La máquina le dijo que el saldo en su cuenta era de más de cien mil dólares, más de lo que esperaba. Exactamente ciento once mil ochocientos veintidós dólares y dieciocho centavos, superior a sus propios cálculos.

111.822,18.

Dixon, obviamente. Los despojos de la guerra.

Al principio se sintió desilusionado. No por la cantidad. Era más dinero del que había visto en mucho tiempo. Estaba desilusionado consigo mismo porque no conseguía deducir ningún mensaje en el número. Estaba seguro de que Dixon había retocado el total, unos dólares o centavos más arriba o más abajo para provocarle una sonrisa. Pero no lo captaba. No era un número primo. Ningún número par mayor que dos podía ser primo. Tenía centenares de factores. Su recíproco era aburrido. La raíz cuadrada era una larga hilera de dígitos. La raíz cúbica era peor.

111.822,18.

Se sintió desilusionado con Dixon. Porque cuanto más pensaba, cuanto más lo analizaba, más seguro estaba de que era un número aburrido.

La mente de Dixon no estaba por la labor.

Ella le había decepcionado.

Quizá.

O quizá no.

Apretó el botón para que se imprimiesen las últimas operaciones. Salió por la rendija un trozo de papel. Las letras de un gris claro, las últimas cinco operaciones de su cuenta. El primer depósito de Neagley desde Chicago seguía allí, el primero de la lista. El segundo, los cincuenta dólares que sacó en la estación de autobuses de Portland, en Oregón. Luego el tercero, su billete de avión desde Portland a Los Ángeles.

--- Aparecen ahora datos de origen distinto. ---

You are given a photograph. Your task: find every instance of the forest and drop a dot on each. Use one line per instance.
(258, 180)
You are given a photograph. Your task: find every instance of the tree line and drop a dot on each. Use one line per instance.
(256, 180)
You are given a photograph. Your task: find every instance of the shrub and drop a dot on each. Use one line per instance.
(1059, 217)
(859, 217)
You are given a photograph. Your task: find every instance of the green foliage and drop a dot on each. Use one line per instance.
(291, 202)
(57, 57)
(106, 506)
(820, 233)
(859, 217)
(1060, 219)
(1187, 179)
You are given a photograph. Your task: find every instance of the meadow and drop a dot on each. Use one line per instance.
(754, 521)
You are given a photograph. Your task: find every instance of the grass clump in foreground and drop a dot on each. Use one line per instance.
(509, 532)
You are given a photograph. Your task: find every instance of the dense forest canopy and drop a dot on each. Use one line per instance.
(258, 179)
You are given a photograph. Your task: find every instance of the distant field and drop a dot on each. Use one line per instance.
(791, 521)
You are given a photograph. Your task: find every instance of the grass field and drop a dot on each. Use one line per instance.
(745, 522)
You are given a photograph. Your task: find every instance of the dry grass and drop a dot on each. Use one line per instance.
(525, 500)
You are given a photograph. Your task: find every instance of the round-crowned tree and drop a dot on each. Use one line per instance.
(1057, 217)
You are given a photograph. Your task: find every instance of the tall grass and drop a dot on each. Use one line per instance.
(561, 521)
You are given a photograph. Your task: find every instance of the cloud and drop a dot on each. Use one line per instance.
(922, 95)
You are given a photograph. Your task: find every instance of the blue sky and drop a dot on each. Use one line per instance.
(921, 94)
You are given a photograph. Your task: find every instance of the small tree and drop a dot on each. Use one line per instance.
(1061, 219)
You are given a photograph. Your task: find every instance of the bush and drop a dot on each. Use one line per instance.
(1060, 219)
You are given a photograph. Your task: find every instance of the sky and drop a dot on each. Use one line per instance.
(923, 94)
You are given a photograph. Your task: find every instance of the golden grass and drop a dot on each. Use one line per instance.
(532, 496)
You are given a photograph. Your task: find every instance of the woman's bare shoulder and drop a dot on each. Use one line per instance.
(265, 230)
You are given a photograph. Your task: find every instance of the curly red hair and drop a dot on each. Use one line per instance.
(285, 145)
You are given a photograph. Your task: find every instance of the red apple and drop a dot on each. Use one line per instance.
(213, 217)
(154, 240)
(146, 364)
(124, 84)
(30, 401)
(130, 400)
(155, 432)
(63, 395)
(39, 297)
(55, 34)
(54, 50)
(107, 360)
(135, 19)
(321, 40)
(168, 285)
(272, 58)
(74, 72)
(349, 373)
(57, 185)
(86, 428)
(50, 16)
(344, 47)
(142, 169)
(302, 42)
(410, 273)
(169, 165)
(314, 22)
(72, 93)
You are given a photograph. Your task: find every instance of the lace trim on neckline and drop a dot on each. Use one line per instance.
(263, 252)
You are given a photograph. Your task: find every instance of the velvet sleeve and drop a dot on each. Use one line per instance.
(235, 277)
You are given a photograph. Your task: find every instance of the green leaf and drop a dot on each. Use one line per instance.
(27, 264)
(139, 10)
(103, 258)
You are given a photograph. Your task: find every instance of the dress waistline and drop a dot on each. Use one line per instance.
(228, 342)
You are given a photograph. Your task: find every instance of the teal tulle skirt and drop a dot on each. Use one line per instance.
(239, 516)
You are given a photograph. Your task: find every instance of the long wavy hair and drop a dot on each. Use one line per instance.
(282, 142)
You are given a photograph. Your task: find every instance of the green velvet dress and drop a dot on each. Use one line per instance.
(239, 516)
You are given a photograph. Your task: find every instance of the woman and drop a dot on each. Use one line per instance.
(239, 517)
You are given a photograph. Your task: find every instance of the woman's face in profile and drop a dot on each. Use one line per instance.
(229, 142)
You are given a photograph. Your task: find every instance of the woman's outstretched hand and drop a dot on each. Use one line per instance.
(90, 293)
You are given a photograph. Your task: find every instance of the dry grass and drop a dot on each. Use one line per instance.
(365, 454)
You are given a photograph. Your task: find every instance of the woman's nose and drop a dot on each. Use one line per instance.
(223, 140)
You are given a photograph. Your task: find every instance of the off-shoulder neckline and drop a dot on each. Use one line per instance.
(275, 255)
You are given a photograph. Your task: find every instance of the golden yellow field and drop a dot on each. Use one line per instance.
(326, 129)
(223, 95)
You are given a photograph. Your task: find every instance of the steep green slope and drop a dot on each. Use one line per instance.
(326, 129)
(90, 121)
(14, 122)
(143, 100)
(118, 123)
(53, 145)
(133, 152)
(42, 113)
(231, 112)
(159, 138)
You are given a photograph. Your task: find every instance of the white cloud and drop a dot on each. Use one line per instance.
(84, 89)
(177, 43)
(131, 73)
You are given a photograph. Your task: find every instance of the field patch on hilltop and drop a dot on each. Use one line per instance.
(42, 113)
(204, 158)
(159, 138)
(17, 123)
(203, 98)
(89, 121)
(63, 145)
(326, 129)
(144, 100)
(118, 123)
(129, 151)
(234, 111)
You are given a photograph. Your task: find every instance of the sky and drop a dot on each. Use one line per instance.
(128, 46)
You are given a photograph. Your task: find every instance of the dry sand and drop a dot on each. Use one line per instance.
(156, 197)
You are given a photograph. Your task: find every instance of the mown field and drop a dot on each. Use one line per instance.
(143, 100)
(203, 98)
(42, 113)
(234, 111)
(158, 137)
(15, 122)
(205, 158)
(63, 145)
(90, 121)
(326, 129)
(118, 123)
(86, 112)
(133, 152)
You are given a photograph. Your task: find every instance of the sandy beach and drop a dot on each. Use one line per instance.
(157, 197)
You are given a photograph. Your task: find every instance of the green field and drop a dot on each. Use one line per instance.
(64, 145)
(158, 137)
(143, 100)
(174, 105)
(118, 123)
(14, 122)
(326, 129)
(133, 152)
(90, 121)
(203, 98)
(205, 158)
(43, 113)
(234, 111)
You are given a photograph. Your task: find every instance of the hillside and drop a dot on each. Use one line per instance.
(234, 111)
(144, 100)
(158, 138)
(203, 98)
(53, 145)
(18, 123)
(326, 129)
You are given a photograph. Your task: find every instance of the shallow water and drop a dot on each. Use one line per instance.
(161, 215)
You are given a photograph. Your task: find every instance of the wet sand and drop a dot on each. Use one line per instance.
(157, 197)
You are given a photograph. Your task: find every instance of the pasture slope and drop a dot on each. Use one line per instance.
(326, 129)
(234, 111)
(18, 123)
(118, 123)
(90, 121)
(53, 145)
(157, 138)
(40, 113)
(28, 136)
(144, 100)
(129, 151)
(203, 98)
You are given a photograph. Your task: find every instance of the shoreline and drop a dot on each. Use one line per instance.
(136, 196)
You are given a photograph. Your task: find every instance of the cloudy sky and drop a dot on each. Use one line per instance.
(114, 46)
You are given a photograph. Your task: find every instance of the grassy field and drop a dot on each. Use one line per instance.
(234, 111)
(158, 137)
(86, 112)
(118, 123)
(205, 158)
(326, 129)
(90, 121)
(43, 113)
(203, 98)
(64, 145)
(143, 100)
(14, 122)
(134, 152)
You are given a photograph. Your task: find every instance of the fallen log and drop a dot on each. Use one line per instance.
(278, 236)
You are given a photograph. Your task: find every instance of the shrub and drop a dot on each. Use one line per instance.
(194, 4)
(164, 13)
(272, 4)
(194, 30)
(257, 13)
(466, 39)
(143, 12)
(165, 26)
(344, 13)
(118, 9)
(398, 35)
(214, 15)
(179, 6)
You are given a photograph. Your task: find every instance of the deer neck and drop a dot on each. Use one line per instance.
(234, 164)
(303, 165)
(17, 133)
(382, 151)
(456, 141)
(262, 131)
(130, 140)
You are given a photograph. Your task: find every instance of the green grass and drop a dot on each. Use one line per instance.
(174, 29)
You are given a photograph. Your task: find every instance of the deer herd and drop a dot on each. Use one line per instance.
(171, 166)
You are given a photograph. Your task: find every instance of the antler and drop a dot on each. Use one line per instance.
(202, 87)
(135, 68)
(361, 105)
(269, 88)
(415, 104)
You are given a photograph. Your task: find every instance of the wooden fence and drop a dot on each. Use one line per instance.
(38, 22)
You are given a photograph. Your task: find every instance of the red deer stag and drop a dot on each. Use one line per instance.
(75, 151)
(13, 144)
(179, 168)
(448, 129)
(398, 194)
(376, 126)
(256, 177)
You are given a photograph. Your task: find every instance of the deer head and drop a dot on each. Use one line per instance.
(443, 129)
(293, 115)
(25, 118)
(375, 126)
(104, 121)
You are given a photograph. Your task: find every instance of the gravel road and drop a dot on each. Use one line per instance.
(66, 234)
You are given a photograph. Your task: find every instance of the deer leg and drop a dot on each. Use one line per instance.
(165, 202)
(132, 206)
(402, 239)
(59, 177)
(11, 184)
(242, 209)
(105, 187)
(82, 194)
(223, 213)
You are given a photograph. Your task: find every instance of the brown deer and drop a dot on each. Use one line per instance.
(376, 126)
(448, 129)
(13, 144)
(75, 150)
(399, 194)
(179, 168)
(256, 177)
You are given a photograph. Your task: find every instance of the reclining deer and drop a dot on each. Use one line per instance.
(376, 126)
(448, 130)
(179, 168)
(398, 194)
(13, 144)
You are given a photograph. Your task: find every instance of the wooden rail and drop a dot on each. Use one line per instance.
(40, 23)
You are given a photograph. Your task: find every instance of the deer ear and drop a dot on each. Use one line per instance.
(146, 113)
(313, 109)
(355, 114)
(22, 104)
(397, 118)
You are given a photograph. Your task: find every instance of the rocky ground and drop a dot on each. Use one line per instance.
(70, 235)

Luego el cuarto, un nuevo depósito en su cuenta de ciento un mil ochocientos diez dólares y dieciocho centavos.

Luego un quinto, el mismo día, otro depósito, por la suma de diez mil doce dólares.

101.810,18.

10.012.

Sonrió. Después de todo, la mente de Dixon sí estaba por la labor. Total y absolutamente por la labor. El primer depósito era diez-dieciocho, repetido para darle énfasis. El código de radio de la policía militar para misión conseguida. 10-18, 10-18. Ella y O’Donnell rescatados. Lamaison y Mahmoud, derrotados. O las dos cosas.

«Genial, Karla», pensó.

El segundo depósito era su código postal: 10012. Greenwich Village. Donde vivía. Una referencia geográfica.

Una insinuación.

Ella le había preguntado: «¿Te gustaría pasarte por Nueva York después?».

Reacher volvió a sonreír, hizo una bola con el papel y lo arrojó a la papelera. Sacó cien dólares del cajero, entró en la estación y compró un billete para el primer autobús que vio. No tenía idea de adónde iba.

Él había respondido: «Yo no hago planes, Karla».